На простыне, только что вернувшейся из прачечной, она была бы невидима, выйдя из туалета. Я лизнул ее запястье, не знаю почему, и она с благодарностью улыбнулась мне, пока мы шли к своим местам.
— Мой муж в таком случае выпрыгнул бы из самолета даже без парашюта, — сказала она, — но вы меня не бросили.
— С тобой все в порядке, уточка? — окликнул шутник с ноттингемским акцентом (их можно было встретить повсюду) и сказал, что ей следовало бы делать свои дела в пакеты в кармане переднего сиденья, как сейчас это приходится делать другим.

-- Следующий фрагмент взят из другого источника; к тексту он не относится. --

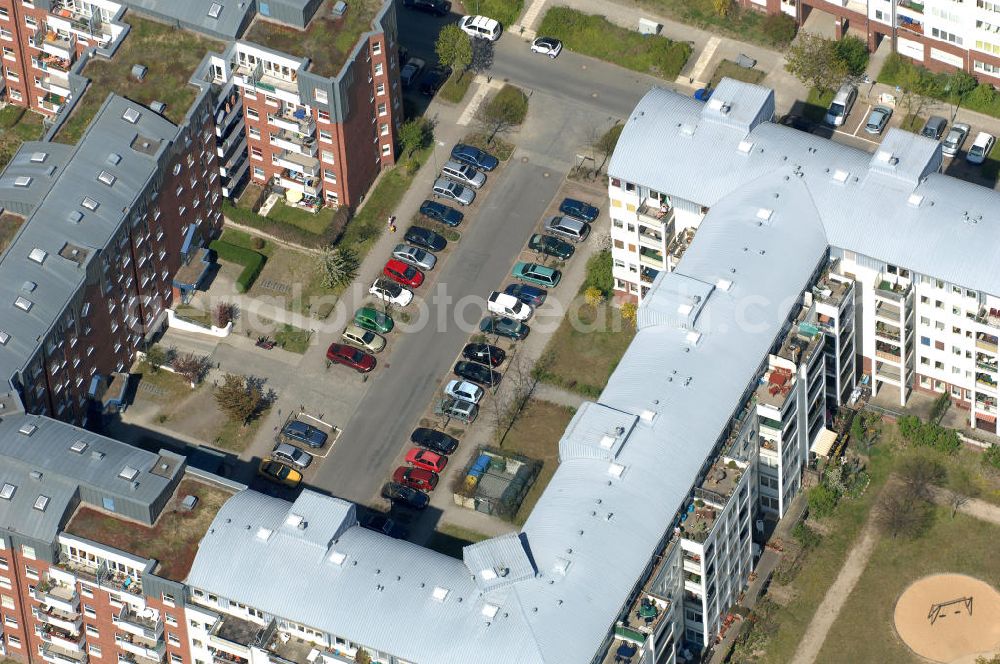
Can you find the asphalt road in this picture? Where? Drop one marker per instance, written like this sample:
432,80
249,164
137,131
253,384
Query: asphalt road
361,460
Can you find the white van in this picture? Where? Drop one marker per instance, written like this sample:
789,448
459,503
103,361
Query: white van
841,105
481,27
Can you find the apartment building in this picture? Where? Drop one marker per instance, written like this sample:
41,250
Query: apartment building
114,235
93,540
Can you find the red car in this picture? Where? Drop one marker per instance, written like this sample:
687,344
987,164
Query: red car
402,273
426,459
350,356
415,478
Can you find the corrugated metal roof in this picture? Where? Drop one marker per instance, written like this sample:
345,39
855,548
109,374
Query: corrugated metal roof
863,201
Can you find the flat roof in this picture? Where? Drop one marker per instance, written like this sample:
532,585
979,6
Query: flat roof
325,41
172,540
170,56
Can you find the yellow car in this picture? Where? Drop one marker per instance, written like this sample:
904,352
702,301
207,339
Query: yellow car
279,472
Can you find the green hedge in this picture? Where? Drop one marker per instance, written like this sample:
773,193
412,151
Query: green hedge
251,261
597,37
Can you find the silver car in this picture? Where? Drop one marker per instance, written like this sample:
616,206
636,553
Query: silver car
453,192
291,454
414,256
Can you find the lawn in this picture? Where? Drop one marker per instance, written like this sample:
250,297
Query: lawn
863,631
450,540
536,434
171,56
597,37
173,540
585,349
729,69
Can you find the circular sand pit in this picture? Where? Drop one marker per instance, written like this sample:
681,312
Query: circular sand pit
949,617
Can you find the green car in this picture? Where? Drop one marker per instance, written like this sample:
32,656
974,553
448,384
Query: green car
533,273
550,246
373,320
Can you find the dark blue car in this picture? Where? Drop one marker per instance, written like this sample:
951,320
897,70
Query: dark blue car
441,213
474,157
579,210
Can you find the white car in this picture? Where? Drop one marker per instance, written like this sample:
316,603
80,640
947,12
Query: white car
464,390
980,148
391,292
481,27
549,46
508,305
413,256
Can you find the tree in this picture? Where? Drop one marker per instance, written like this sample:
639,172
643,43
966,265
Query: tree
454,47
338,267
502,112
814,61
239,397
898,513
156,357
415,134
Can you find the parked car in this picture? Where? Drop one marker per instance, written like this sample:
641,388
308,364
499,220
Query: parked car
351,357
441,213
410,71
572,229
878,119
432,461
279,473
955,139
579,210
301,432
484,354
477,373
453,191
415,478
980,148
459,409
433,80
934,127
508,305
434,440
436,7
481,27
404,496
550,246
290,454
530,295
536,274
414,256
473,156
425,238
362,338
402,273
389,291
549,46
369,318
504,327
381,523
461,389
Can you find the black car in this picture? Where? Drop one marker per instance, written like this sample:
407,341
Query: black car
433,80
381,523
400,494
436,7
484,354
425,238
579,210
477,373
533,296
550,246
441,213
474,157
433,440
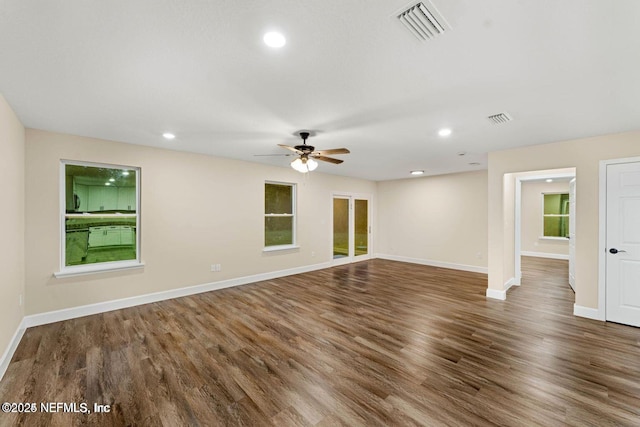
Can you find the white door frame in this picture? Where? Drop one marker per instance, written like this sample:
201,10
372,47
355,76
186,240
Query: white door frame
518,215
352,197
602,234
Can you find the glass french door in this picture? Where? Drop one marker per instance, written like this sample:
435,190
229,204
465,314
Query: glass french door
351,229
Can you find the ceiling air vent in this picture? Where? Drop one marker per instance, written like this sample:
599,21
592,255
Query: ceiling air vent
424,23
500,118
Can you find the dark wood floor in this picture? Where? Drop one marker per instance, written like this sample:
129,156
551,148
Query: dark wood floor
373,343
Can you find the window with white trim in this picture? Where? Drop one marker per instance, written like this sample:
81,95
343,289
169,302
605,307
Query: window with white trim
279,215
555,217
99,217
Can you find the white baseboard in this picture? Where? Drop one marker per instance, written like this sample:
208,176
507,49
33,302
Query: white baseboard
509,283
588,312
496,294
501,294
11,348
545,255
433,263
103,307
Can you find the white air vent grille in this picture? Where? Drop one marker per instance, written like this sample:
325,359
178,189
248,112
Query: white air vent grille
422,22
500,118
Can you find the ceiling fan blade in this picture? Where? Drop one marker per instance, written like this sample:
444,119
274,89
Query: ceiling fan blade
288,147
332,151
327,159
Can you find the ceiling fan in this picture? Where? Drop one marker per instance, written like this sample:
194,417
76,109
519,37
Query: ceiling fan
307,153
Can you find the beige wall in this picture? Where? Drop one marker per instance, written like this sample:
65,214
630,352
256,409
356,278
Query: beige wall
196,211
584,155
440,218
531,218
12,219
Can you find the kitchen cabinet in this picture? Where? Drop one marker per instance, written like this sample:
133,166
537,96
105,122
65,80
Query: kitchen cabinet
97,236
102,198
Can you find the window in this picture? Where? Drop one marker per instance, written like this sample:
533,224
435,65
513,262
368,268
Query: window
555,214
279,215
100,217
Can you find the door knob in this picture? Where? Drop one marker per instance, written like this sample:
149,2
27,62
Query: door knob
615,251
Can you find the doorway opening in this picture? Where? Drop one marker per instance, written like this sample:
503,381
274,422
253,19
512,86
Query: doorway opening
544,218
351,228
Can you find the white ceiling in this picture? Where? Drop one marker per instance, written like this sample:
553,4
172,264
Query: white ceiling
130,70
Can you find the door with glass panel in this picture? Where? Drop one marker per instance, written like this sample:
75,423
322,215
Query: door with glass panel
351,229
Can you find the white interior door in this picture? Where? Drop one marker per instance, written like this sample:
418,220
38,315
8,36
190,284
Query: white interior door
572,234
351,228
623,244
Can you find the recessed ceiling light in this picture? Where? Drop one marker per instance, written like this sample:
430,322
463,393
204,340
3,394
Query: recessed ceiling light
274,39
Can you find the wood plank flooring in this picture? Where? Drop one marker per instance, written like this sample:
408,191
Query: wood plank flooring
373,343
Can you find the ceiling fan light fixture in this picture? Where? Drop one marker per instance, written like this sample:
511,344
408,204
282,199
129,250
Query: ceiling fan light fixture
304,165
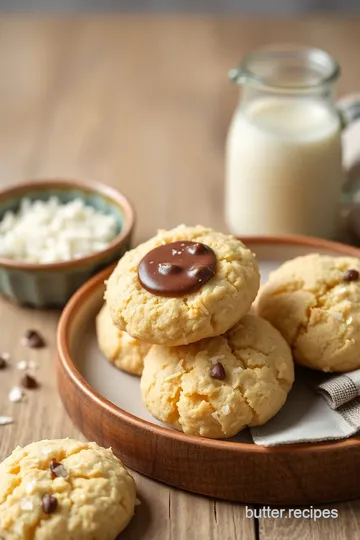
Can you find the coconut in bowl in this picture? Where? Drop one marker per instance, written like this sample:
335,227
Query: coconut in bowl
55,234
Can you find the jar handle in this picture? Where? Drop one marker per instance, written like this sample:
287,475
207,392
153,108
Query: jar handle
349,111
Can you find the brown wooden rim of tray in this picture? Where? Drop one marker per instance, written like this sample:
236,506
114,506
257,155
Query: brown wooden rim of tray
90,186
132,420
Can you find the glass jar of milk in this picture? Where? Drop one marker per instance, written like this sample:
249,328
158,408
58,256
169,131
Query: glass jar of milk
284,171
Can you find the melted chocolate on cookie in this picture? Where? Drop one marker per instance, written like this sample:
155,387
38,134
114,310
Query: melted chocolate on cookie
177,269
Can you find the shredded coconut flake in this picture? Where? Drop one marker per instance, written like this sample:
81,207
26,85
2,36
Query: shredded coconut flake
203,309
46,450
32,365
342,290
337,315
215,359
6,420
50,231
16,394
225,410
22,365
216,416
26,504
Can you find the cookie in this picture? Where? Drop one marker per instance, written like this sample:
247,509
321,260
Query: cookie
218,386
64,490
314,301
201,284
122,350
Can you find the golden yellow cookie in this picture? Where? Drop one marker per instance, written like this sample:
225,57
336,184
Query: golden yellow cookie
64,490
218,386
212,310
122,350
311,301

— Она тебя облюет, приятель, если ты не будешь осторожен, — ответил я еще более грубо.
Он повернулся к жене. — Бледди, черт возьми, на борту был еще один ноттингемский оборванец. Чудеса никогда не прекратятся!
Я смеялся, пока мы садились на свои места.
— Однако мне очень стыдно, — сказала она.
— Не заставляй меня жалеть тебя. В конце концов, ты всего лишь болела.